Me corona un virus

Silencioso invade todo el espacio. La muerte acecha desde la oscuridad. Hay hambre en el penal y riesgo en cada superficie, en cada paso que se da, en cada bocanada de aire que cada vez se hace más corta. Brota un virus lleno de vida y pegajoso, no sabemos donde se aloja ni por que viene. Insecto invisible brinca de todos los lugares tratando de encontrar un huésped donde descargar toda su ira; donde escupir su odio y disfrutar de la tortura lenta. Ronda en espiral complacido del espectáculo de ahogamiento, gritos de auxilio, desaliento y desespero de toda la ralea vanidosa en una civilización decadente.

Son unos pizcos llenos de vida que emergen de espacios insospechados con sus extensiones de cabezas como tele bolitos. Presiento que me tienen unas ganas enfermas. Hago el quite a diario como quijote, pero es imposible no pagar mis deudas morales con la sociedad. Me atacan como hormigas trabajadoras, aparecen en mis sueños, a la hora de comer, a cualquier intento de tacto, falla mi gusto y mi olfato; La fiera me sigue sin que yo la vea ni huela.

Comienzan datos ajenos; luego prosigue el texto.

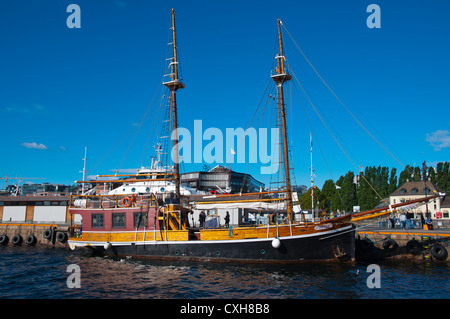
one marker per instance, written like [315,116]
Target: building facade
[437,208]
[221,179]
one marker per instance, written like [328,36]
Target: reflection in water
[41,273]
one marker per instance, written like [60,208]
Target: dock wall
[398,244]
[44,234]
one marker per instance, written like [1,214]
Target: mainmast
[174,84]
[280,77]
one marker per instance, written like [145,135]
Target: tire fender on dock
[390,245]
[439,252]
[61,237]
[31,240]
[4,239]
[17,240]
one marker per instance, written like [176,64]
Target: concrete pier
[395,244]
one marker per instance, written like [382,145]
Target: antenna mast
[174,84]
[280,77]
[84,169]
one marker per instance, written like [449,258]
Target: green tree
[392,181]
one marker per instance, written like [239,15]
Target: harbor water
[44,273]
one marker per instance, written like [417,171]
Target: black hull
[326,246]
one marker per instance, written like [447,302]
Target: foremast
[280,77]
[174,84]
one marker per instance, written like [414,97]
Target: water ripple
[41,273]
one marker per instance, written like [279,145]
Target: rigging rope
[326,126]
[329,88]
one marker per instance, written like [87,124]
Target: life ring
[414,247]
[365,244]
[126,202]
[48,234]
[61,237]
[17,240]
[4,239]
[139,201]
[31,240]
[390,245]
[439,252]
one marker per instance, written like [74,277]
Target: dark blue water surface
[41,273]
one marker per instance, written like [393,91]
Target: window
[142,222]
[118,220]
[97,221]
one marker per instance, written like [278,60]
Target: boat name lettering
[324,226]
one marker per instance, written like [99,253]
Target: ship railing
[112,201]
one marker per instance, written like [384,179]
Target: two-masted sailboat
[146,224]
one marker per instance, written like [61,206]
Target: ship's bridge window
[97,221]
[118,220]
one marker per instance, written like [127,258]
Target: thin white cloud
[439,139]
[37,108]
[34,145]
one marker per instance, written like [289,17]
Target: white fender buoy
[276,243]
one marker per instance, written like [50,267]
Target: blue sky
[63,89]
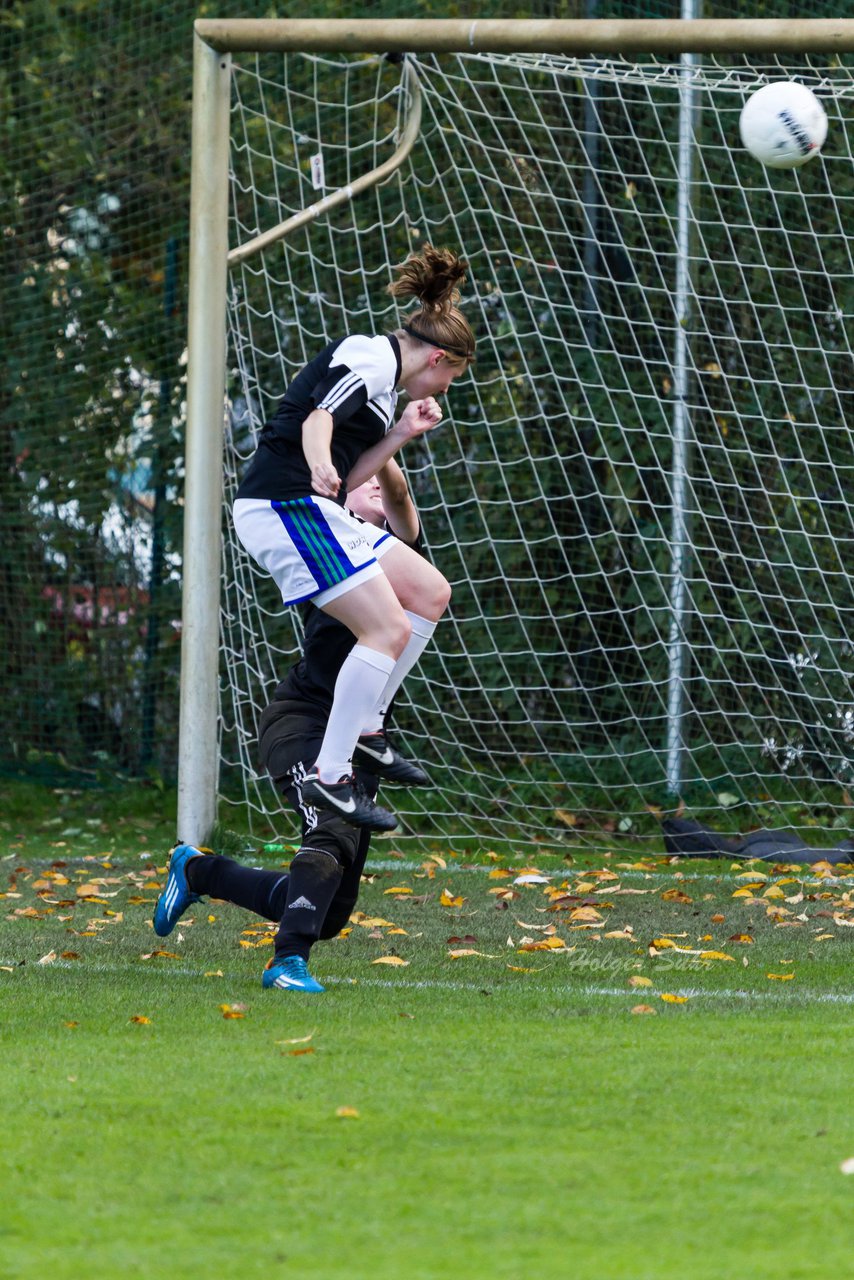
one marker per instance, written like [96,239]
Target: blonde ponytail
[434,277]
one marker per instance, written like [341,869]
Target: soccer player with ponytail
[336,428]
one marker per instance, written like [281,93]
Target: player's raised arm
[401,515]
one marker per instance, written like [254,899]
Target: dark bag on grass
[689,839]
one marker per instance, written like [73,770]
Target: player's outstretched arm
[400,510]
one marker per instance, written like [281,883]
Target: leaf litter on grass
[597,923]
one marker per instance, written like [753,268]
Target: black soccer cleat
[375,753]
[347,799]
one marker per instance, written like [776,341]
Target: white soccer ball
[782,124]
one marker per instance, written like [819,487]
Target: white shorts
[311,547]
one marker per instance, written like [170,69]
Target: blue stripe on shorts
[309,530]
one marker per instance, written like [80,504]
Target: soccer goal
[642,492]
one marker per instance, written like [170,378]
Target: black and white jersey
[354,379]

Han cruzado los sueños y fantasías los malditos; me veo peleando con una espada al vacío, gritando blasfemias a la nada solo en un confinamiento exasperante. Mientras tanto ellos incesantes recrean imágenes de terror vívidas. Ya no son claras las líneas entre la realidad y la imaginación y menos entre el sueño y la vigilia. Puede ser un efecto del encierro o la lucha constante con ese tele bolito omnipotente, omnipresente < ininteligible. Su sagacidad ha logrado atraparme finalmente y no tengo la más remota idea cuando fue ni cómo. Será una duda eterna, si fui víctima o victimario. Termina así mi vida en un pabellón de hospital pobre, en sus corredores adaptados para los moribundos con un hedor a sonda usada. Comparto una bolsa de Cafam adaptada como respirador artificial, con un viejo de tez amarillenta que se quita la caja de dientes cada vez que le paso la bolsa respiradora. Recupera un poco de vida y acto seguido la devuelve para ponerse la caja de nuevo; sonríe a la desgracia con altura.

Puedo percibir su aliento a encierro psiquiátrico. El hacinamiento nos abraza con su pestilencia, lo más cercano a lo humano que queda. Morimos lentamente y compartimos un soplo de vida en esa bolsa tibia. Un drama con muertos recostados sobre nosotros, y lo único que nos queda en la vida es el uno y el otro, aunque no hablemos el mismo idioma. Hemos visto morir de tos a todos nuestros familiares. Ahogados en una tos seca que quema sus cuerpos por dentro, los deshace de a pocos, pulveriza sus órganos a cada ataque respiratorio por la neumonía. Amarillento es el viejo, asquerosa su caja y su aliento, pero es todo lo que queda de vida en medio de cadáveres que se amontonan con descaro a nuestro alrededor en ese callejón de hospital de beneficencia cuyas luces funcionan con intermitencia. Despierto alterado entre sudor frio; en la tele dan la cifra actualizada de contagios. La curva en ascenso imparable.